# Mains Water Charges in Torremolinos



## morlandg (Jun 8, 2008)

Does anyone know what the water charges in Torremolinos are? The ayuntamiento issues bills every 4 months? And is it at a fixed price? The price does not vary according to volume consumed?


----------



## jojo (Sep 20, 2007)

I'm a bit further along the coast in Benalmadena and............... I dont know the answer. We've been here fro three months and havent had a water bill yet, but I'm fairly certain that ALL water bills in Spain are charged by volume used and are not fixed rate!


Jo xxx


----------



## Alcalaina (Aug 6, 2010)

All the water consumption in Spain is metered, so you pay for what you use, and this helps cut down waste of what is (in spite of all the rain we've had lately!) a scarce resource.

The prices in Torremolinos are about to go up 50% according to this article:
Torremolinos bills to rise by more than 50 per cent


----------



## gus-lopez (Jan 4, 2010)

Alcalaina said:


> All the water consumption in Spain is metered, so you pay for what you use, and this helps cut down waste of what is (in spite of all the rain we've had lately!) a scarce resource.
> 
> The prices in Torremolinos are about to go up 50% according to this article:
> Torremolinos bills to rise by more than 50 per cent


At present ours are banded 0-14m3, 15-28m3, 29-49m3, etc.

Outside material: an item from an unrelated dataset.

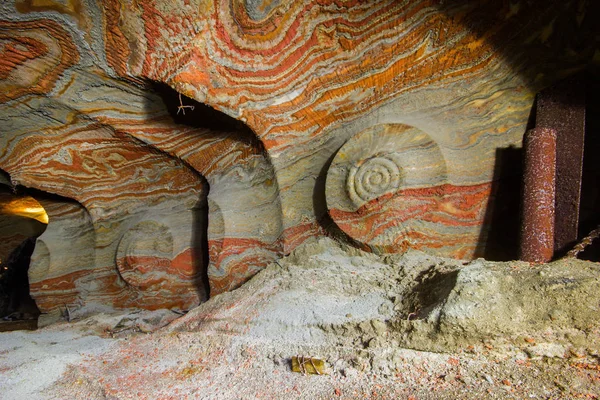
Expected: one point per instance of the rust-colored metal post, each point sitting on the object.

The charges are 59c for the 1st band, 85c the 2nd, 1,08 the 3rd. They are proposing to change in 2012 so that the bands are 0-10 m3, 11-20, 21-30, etc; & start the charge in the 1st band at 1,08€  It's not going down to wellhere at the moment ! Apparently it's to do with the cost of power consumption for desalinated water. ( Not that we've got anyaround here ! ) What everyone with half a brain told them at the outset when they went down this road 6 years ago !!


----------



## Alcalaina (Aug 6, 2010)

Still much cheaper than the UK though, our water rates in 2008 were £47 a month, compared to about €25 a quarter now here.


----------



## gus-lopez (Jan 4, 2010)

Alcalaina said:


> Still much cheaper than the UK though, our water rates in 2008 were £47 a month, compared to about €25 a quarter now here.

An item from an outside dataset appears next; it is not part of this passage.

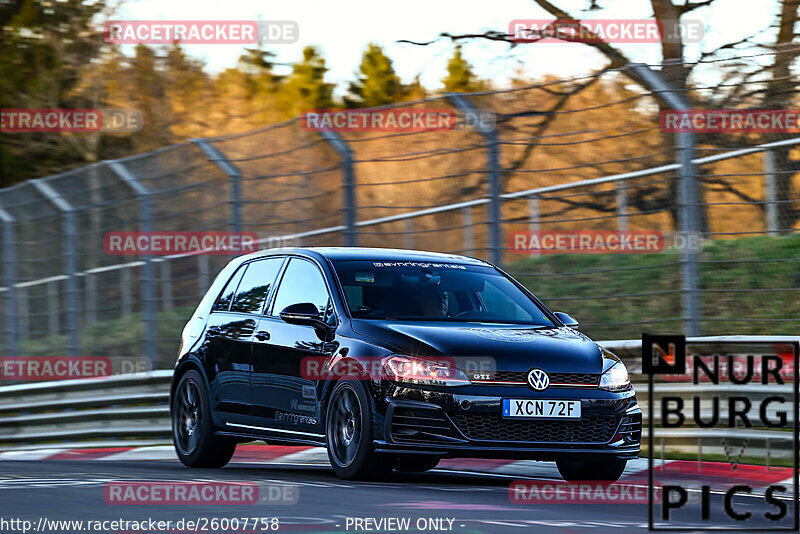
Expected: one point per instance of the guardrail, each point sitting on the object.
(132, 410)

True, but the problem with desalinated water which every one told the government about at the begining is the cost of the power needed to convert 1m3 of sea water into drinking water. One of the most efficient plants is at Cabo de Cope & uses 2,82Kwh/ M3.This equates to about 37c for each m3 produced. As you can see they've been selling at a loss as the price of the electricity has gone up. Even back in 2006 there was a report stating that most desalination plants , really required their own power station !
What I can't understand is why they can't incorporate some form of hydro-generation into the incoming water feeds to the desalination plants enabling them to generate electricity; rather than relying on supplied power .
Personally I thought that the transfer of water from the Ebro was the more sensible solution. the concerns of the agriculturalists & environmentalists could have been overcome by ensuring that water was only ever transferred when the level was above the normal levels. Last winter the Ebro was discharging into the sea at the rate of 1,8billion litres a second ( about 8,25 million m3 / sec. ) , above it's normal level. If just some of that could have been diverted it would supply huge areas of Spain with fresh water for many months rather than it just flowing in to the sea for someone to draw it back to a desalination plant & expend costly energy to convert it back to fresh water. It's all rather mad isn't it ?


----------



## morlandg (Jun 8, 2008)

I live in the campo and our water is metered and banded. The costs last year were:up to 60m3 0.12/m3, between 60 and 80m3 0.24/m3 and above 80 m3 0.9/m3.
However our neighbour who is in the next ayuntamiento pays for water with only 2 bands and is up to 3 times the cost of ours! Plus the supply of our water is extremely reliable and his is not - his can be off for weeks at a time (and usually is).
Our ayuntamiento introduced basuras charges in 2010 and backdated them for one year - 24 euros per year. For me to make use of our village bins means a round trip of some 16 kms! However I use the bins of my neighbouring ayuntamiento on my trip down the mountain to the coast so I can hardly complain. 
My son has just moved to Torremolinos and I'm wondering what he can expect to pay......probably a damn sight more than I do.


----------



## gus-lopez (Jan 4, 2010)

morlandg said:


> I live in the campo and our water is metered and banded. The costs last year were:up to 60m3 0.12/m3, between 60 and 80m3 0.24/m3 and above 80 m3 0.9/m3.
> However our neighbour who is in the next ayuntamiento pays for water with only 2 bands and is up to 3 times the cost of ours! Plus the supply of our water is extremely reliable and his is not - his can be off for weeks at a time (and usually is).
> Our ayuntamiento introduced basuras charges in 2010 and backdated them for one year - 24 euros per year. For me to make use of our village bins means a round trip of some 16 kms! However I use the bins of my neighbouring ayuntamiento on my trip down the mountain to the coast so I can hardly complain.
> My son has just moved to Torremolinos and I'm wondering what he can expect to pay......probably a damn sight more than I do.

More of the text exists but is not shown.